Interlude: Compounding Ideas, Levels of Evidence, and AI in Trial Design

I've worked with many researchers who feel hesitant to share their ideas before they are published. It's understandable. The research enterprise can make them view others as competitors, and the fear of being scooped is pervasive.

Still, I've come to believe that the rewards of sharing ideas far outweigh the risks—because ideas compound.

I was recently reminded of insight from George Bernard Shaw: “If you have an apple and I have an apple and we exchange these apples, then you and I will still each have one apple. But if you have an idea and I have an idea and we exchange these ideas, then each of us will have two ideas.”

I think this quote captures the magic of openness in research. When we share our ideas, we multiply them. Collaboration and shared thinking can move science forward in ways that isolation and secrecy can't.

When ideas compound, discovery accelerates.

What’s one idea you’ve been sitting on that could spark progress if you shared it?

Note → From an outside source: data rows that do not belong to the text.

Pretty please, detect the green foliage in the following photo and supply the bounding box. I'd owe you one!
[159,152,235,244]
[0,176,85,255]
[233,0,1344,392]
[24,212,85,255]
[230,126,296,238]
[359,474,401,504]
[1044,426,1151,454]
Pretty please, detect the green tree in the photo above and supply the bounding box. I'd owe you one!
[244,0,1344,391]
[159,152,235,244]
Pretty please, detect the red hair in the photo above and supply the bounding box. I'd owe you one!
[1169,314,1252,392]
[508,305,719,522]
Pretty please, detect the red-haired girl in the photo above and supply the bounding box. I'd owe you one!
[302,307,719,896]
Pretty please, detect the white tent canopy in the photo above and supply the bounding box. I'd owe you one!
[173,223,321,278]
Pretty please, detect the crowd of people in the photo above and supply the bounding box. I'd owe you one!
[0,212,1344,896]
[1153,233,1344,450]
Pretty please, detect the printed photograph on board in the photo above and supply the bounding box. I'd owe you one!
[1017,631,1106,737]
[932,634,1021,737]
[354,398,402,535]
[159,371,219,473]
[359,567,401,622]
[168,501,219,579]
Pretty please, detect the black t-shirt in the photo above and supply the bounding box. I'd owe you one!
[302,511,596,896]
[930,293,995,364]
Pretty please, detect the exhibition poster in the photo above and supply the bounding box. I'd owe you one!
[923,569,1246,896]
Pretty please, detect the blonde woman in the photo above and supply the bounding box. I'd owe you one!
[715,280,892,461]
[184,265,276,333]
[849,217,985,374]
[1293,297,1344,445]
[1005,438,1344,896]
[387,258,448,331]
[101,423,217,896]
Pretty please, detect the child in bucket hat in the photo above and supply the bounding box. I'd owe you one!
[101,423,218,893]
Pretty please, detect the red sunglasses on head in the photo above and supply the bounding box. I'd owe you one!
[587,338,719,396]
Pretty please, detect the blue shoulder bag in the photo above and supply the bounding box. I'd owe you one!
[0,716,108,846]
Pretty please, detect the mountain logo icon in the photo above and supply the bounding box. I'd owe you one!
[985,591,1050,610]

Now onto this week's round-up...

💌 Round-up

🎉 Featured

​Most Downloaded Paper​
​I was delighted when the managing editor of the Journal of Maine Medical Center shared that my article, "​Inclusive Language Matters: Recommendations for Health Care Providers to Address Implicit Bias and Equitable Health Care​," is the most-downloaded paper from the journal's website.

...Oh, and if you want to learn even more about inclusive language, you can enroll in my ​Inclusive Language Fundamentals​ course—for free!

💻 From My Desk

How the “Level of Evidence” Signals Study Quality
Do you treat every paper you read as “good evidence” because it’s been published? It turns out that some published studies have more weight and dependability in medical science than others. In this video, I share the different levels of evidence so that you know which studies are the highest quality, how to choose the best sources to cite in your writing, and even what level you want to aim for in your own work.

👓 Reading

​10 Things Writers Should Know About Medical Editing​
In this article, the medical editing legend Barbara Gastel shares 10 things she thinks wordsmiths need to know about medical writing and editing. I also highly recommend checking out her new book, Medical Editing.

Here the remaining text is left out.